One of the Fall TV season’s first cancellations is the NBC comedy “Sunnyside” starring Kal Penn. The show had been pulling-in a tad over 1 million viewers in its live airings for most of its (few) episodes. So the network had to make a quick adjustment.
They decided to move-up the premiere of the final season of “Will & Grace” (or rather, the second final season) from January to this Thursday October 24th. It’s going into “Sunnyside”’s timeslot: Thursday nights at 9:30pm.
It’s a night and time that used to bring NBC some security, stability and popularity: “Night Court” in the ‘80s, “Seinfeld”’s first few episodes in the Summer of 1990, “Frasier” in its first year, “Veronica’s Closet”, “Just Shoot Me!”, “Scrubs”, “The Office”, “30 Rock”, “Community”, “Parks and Recreation” and even the original run of “Will & Grace” have all been here.
But Thursdays at 9:30 hasn’t been great for NBC, especially lately. The first major casualty: “Good Morning, Miami” in the 2002-’03 TV season. In Spring 2007, just six episodes for “Andy Barker, P.I.” “Outsourced” bombed in 2010, followed by the short-lived “Whitney” and “Up All Night” sharing the 2011-’12 year.
In January 2013, Josh Gad’s promising “1600 Penn” debuted, but the laughs just weren’t there. “The Michael J. Fox Show” hoped to be a hit that Fall, but that didn’t happen, either. And in Fall 2014, NBC lost faith in darling “A to Z” (pictured), cancelling it after five weeks – though at least it let all 13 episodes air.

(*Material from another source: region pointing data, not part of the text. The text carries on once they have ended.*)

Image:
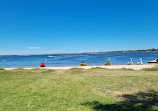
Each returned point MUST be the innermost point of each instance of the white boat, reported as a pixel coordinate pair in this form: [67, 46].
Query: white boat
[153, 61]
[130, 63]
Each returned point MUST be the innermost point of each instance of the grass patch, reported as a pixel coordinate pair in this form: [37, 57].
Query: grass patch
[78, 89]
[97, 68]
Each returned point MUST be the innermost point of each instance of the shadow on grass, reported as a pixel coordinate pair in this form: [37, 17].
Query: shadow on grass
[142, 101]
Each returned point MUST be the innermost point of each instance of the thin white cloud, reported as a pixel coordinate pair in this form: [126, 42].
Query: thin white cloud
[33, 47]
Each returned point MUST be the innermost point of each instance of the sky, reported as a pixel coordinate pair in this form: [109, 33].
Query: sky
[74, 26]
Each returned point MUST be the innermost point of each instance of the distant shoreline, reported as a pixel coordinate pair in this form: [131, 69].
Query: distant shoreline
[125, 51]
[134, 67]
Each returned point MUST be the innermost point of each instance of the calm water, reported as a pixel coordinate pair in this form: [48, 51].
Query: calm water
[74, 59]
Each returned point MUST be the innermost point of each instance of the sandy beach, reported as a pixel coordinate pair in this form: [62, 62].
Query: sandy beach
[134, 67]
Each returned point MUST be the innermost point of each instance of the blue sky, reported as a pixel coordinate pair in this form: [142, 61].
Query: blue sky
[70, 26]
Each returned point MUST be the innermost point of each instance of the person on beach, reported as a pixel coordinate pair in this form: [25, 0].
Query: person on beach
[42, 65]
[83, 64]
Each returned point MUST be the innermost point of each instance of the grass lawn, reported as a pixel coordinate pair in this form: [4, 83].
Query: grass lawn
[79, 90]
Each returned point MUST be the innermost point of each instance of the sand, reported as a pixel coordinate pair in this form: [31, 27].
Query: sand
[134, 67]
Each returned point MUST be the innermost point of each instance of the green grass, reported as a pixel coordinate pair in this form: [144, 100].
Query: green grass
[96, 89]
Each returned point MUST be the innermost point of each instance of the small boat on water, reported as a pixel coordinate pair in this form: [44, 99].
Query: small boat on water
[154, 61]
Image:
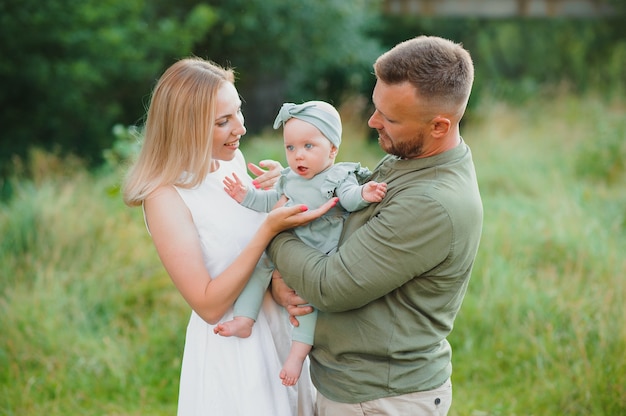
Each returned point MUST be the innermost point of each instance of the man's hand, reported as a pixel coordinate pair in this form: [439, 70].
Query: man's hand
[374, 191]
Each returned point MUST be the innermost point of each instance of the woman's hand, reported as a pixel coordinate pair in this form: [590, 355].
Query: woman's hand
[288, 298]
[265, 178]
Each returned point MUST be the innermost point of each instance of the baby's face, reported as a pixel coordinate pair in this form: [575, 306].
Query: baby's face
[308, 151]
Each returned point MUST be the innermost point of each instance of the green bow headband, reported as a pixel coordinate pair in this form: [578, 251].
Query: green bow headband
[327, 123]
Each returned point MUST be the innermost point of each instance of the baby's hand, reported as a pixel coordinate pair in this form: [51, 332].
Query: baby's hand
[235, 188]
[374, 191]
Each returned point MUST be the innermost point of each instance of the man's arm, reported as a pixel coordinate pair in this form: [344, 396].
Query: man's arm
[397, 240]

“The Blacklist” broke-up the comedies on Thursdays over the next few years, with the “Must-See TV” brand name brought back in Fall 2017. “Great News”, which was a surprise hit that spring after just 10 episodes, was given a 13-episode second season that Fall in the 9:30 slot, after the “W&G” revival. But “GN” couldn’t deliver the goods to stick around.
“Champions” and “I Feel Bad” were on the way. Both didn’t last long. This Spring’s “Abby’s” (the first-ever multicam sitcom filmed in front of a live, outdoor audience) was canned after a 10-episode single season. And now “Sunnyside” is the latest casualty, with “W&G” coming to the rescue.
So what’s the problem: Is it the football competition, is the show quality, or does NBC just not value that timeslot much and give the programs in it a real chance? To be honest, I think it’s a combination of all three.